Since making her feature film debut in 1972’s Napoleon and Samantha, Jodie Foster has gone on to work with a litany of the most notable directors in the business.
Almost being mauled to death by a lion in her very first movie didn’t dissuade her from following her dreams of becoming an actor, leading to a phenomenal career that’s yielded two Academy Award wins for ‘Best Actress’ and seen her collaborate with the likes of Martin Scorsese, Jonathan Demme, Richard Donner, David Fincher, Robert Zemeckis, Spike Lee, and many more.
However, working with one particular actor-turned-director turned out to be a nightmare. Of course, Dennis Hopper had long since carved out a reputation as an unpredictable presence and one of Hollywood’s most notorious hellraisers, so there was always a chance their creative partnership on 1990’s Catchfire would be combustible.
The crime thriller was Hopper’s fifth directorial credit and featured him in a supporting role alongside a star-studded ensemble that boasted Vincent Price, Joe Pesci, John Turturro, Catherine Keener, Charlie Sheen, and Bob Dylan in the tale of Foster’s artist witnessing a mob-sponsored murder and being pursued by Hopper’s obsessed hitman after he’s tasked to take her out.
Panned by critics and an unmitigated catastrophe at the box office, Hopper would even have his name removed from the credits in favour of the famed pseudonym Alan Smithee before editing together his preferred version and releasing it on television and home video under the title of Backtrack.
Foster was hardly alone, though, with screenwriter Anne Louise Bardach calling Hopper “completely insane”, revealing that even though he’d instructed her to craft “a really tight, taut thriller”, the end result was more akin to a “vaudevillian caper.”

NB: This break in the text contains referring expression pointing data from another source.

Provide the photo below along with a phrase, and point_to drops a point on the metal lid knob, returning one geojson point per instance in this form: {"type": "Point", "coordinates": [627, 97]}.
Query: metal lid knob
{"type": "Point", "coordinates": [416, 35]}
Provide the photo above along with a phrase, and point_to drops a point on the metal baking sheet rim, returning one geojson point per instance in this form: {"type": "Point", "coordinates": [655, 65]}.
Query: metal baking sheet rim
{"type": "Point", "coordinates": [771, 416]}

It would take Foster years to name the culprit behind her displeasure, after she referred to how she’d “worked with an actor/director who was a major pain”, something she described as “very difficult” for her in more ways than one. Years later, she would confirm it was Hopper she was talking about, to the point where she even warned Meryl Streep against the prospect of following in her footsteps and working with the Easy Rider star.

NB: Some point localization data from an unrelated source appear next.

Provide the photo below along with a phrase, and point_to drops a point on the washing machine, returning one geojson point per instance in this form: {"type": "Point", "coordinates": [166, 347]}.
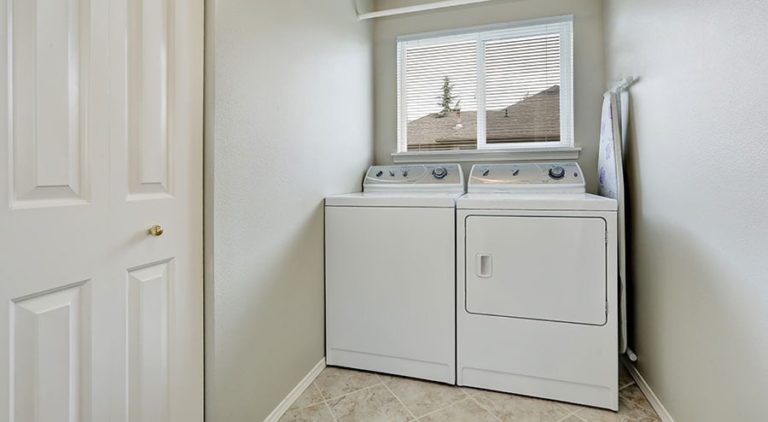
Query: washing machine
{"type": "Point", "coordinates": [536, 285]}
{"type": "Point", "coordinates": [391, 272]}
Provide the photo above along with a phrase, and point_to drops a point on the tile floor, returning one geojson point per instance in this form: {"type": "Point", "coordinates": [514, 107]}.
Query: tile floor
{"type": "Point", "coordinates": [340, 395]}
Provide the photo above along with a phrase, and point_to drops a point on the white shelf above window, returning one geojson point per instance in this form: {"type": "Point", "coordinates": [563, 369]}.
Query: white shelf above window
{"type": "Point", "coordinates": [364, 15]}
{"type": "Point", "coordinates": [515, 154]}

During an appearance on The Charlie Rose Show, Hopper railed against the sabotage, revealing that Catchfire “blew what I thought at the time was a go project” when “Meryl suddenly said no” on Foster’s urging. The damage was already done, though, and that extended to the actor and filmmaker openly blasting the theatrical cut of his own movie, which he distanced himself from in unequivocal terms.
Taking aim at production company and distributor Vestron Pictures, Hopper would make sure everybody knew Catchfire “is not a film by Dennis Hopper”. Instead, it was “directed by some idiots at Vestron” who removed half an hour of footage he’d shot in the editing suite and discarded all of his music choices.
Catchfire may not have been Hopper’s movie, but Backtrack – 18 minutes longer and with an alternate ending – certainly was. Either way, it proved to be one of the biggest disasters of Foster’s career on a critical and commercial level, whatever it was called, with her misery being compounded by her dealings with the maverick in charge of the set, which got so heated it ended up drawing Streep into its orbit long after the fact.